Monday, Oct. 12, 1987

A Letter From the Publisher

By Robert L. Miller

Correspondent Jeanne McDowell found Sex Researcher Shere Hite settled serenely on a satiny love seat in Hite's rococo Manhattan apartment. Instead of the antimale polemicist that McDowell had been warned about, she discovered a soft-spoken woman with a passion for classical music and antique clothes. "Walk into her house, and you feel as if you have entered another, gentler era," says McDowell. "And yet there she is, at the center of a storm about some of the most contentious issues of our time."

Women and Love, Hite's latest salvo in the battle of the sexes -- and the subject of this week's cover story -- sparked some skirmishes in the corridors of TIME. Many staff members who worked on the story were moved to conduct personal surveys on the state of male-female relationships. "It felt more like a national group-therapy session than a workweek," says Chicago Correspondent Elizabeth Taylor. Hite's basic conclusion, that women are profoundly dissatisfied in their dealings with men, was hotly debated. "Some people say her questions are rigged," notes Reporter-Researcher Jeannie Park. "But you can't deny the impact that her books have had." Though some staff members took issue with Hite's methodology and analysis, they sympathized with the women she quoted. "The voices in the book are telling us something," says McDowell. "Two decades after the women's movement began, communication between the sexes remains an issue."
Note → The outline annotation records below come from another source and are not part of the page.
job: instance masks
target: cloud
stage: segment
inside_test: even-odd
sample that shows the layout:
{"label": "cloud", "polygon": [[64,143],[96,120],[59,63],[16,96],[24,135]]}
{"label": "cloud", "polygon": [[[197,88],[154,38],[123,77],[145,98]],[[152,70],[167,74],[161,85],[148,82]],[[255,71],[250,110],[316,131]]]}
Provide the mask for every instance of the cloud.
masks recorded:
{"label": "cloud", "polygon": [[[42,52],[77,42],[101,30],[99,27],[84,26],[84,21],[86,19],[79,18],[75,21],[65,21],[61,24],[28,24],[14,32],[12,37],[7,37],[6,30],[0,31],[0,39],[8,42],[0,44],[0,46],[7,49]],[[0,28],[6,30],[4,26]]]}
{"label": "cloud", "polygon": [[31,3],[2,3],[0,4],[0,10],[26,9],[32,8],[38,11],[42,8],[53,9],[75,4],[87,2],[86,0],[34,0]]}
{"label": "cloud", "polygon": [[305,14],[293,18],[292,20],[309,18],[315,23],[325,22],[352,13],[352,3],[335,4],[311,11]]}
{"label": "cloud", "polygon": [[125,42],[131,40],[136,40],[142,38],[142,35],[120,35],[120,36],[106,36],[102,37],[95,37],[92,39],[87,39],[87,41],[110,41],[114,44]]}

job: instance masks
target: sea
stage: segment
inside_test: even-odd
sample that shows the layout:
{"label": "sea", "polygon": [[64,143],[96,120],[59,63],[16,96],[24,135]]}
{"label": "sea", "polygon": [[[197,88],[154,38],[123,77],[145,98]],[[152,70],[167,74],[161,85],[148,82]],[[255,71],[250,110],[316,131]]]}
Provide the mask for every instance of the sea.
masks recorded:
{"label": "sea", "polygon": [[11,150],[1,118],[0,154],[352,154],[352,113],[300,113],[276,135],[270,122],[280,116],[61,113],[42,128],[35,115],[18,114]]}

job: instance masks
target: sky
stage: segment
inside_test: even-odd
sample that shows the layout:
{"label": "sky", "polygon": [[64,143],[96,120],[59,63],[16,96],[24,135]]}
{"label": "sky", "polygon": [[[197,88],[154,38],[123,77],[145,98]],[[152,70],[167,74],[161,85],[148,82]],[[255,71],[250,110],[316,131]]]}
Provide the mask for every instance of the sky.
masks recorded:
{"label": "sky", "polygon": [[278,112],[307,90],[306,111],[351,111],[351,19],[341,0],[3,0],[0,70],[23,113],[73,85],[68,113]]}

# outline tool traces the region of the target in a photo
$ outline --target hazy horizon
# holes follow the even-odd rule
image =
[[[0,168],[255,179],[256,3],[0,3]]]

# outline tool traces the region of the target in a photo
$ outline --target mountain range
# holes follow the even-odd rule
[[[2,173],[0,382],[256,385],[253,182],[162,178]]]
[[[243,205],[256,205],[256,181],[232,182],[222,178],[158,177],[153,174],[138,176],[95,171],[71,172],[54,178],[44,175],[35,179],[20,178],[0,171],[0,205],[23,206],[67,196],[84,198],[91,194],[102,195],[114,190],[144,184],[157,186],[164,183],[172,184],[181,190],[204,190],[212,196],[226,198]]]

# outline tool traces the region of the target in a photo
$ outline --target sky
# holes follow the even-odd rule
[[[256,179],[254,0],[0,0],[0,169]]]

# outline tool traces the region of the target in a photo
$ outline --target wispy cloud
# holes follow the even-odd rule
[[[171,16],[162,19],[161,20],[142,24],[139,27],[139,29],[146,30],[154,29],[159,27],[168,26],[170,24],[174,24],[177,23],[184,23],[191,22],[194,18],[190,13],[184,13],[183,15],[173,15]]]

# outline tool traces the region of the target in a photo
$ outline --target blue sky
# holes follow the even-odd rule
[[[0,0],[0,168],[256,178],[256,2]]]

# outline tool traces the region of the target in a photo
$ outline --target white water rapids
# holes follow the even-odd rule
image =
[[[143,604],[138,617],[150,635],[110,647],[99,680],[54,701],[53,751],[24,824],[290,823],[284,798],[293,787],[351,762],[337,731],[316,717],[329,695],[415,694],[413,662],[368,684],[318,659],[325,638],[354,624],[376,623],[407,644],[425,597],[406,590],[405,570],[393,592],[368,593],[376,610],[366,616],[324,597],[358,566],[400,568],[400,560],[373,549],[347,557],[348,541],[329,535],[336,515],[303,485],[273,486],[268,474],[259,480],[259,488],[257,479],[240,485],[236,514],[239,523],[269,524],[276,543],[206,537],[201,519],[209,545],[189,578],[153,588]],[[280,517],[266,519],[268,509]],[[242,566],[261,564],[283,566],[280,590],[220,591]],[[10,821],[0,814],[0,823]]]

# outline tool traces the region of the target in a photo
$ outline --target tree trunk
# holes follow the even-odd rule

Not for everyone, perhaps. Associate Editor Claudia Wallis, whose husband Hugh Osborn cared for their year-old son while Wallis spent long nights at the office writing the story, was unconvinced by Hite's book. "I don't believe the world is as bleak for women as she says," Wallis observes. Associate Editor Martha Smilgis agrees. "I am surprised at how fast some men are changing to meet the new demands of working women." That sentiment was echoed by New York Correspondent Wayne Svoboda, who found the male experts he interviewed virtually (and, cynics might say, predictably) unanimous in their objection to Hite's indictment of masculine behavior. "The book makes men sound like smugly apathetic brutes who don't care about depriving women of emotional sustenance," he says. All of which confirms what Hite learned long ago: if you make people angry, they will listen. And, of course, read.